Figure: A variety of new machine learning methods are shedding light on longstanding questions about the forces that shape genomes over time. Image credit: Shutterstock/alionaprof.

 

Whether flowers, mosquitoes, or humans, all organisms tend to interact and reproduce with others of their ilk who are close by. In principle, that means that their genetics can reveal not only their ancestry but also their geography.
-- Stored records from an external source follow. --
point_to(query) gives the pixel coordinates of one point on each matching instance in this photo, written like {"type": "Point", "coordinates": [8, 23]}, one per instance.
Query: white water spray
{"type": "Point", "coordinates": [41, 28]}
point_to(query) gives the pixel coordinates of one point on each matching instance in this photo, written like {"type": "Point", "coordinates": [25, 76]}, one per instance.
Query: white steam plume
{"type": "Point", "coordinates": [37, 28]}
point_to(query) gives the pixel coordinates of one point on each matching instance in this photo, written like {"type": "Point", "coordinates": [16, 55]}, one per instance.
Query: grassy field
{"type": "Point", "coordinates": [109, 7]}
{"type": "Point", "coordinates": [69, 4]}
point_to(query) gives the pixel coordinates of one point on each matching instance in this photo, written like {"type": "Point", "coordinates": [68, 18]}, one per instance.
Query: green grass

Taking advantage of this simple insight, evolutionary geneticists recently showed that it was possible to create models, based on scanning thousands of genomes from mosquitoes to elephants to humans (Fig. 1), that match individual genomes to spatial locations and therefore predict where a given individual animal was born (12). The approach has practical import: It could be applied in the context of ecology and conservation by, for example, tracing the origins of elephant tusks and rare woods.

 

It’s one of a variety of new machine learning methods that are finding applications in the field, shedding light on longstanding questions about the forces that shape genomes, such as selection and genetic drift. These approaches have already demonstrated the potential to deal with the messiness of real data in ways that formal population genetic theory cannot. In the early 2000s, researchers who were “thinking a little bit ahead,” says evolutionary geneticist Andrew Kern at the University of Oregon in Eugene, “saw that there was going to be this collision happening, where we have this giant corpus of mathematical theory, and all of a sudden reality was going to intrude on our models in the form of all the genomic data that we’re about to collect.” What the field needed, he adds, were “more ways to bridge that gap between theory and biology.” Evolutionary biologists are starting to do exactly that.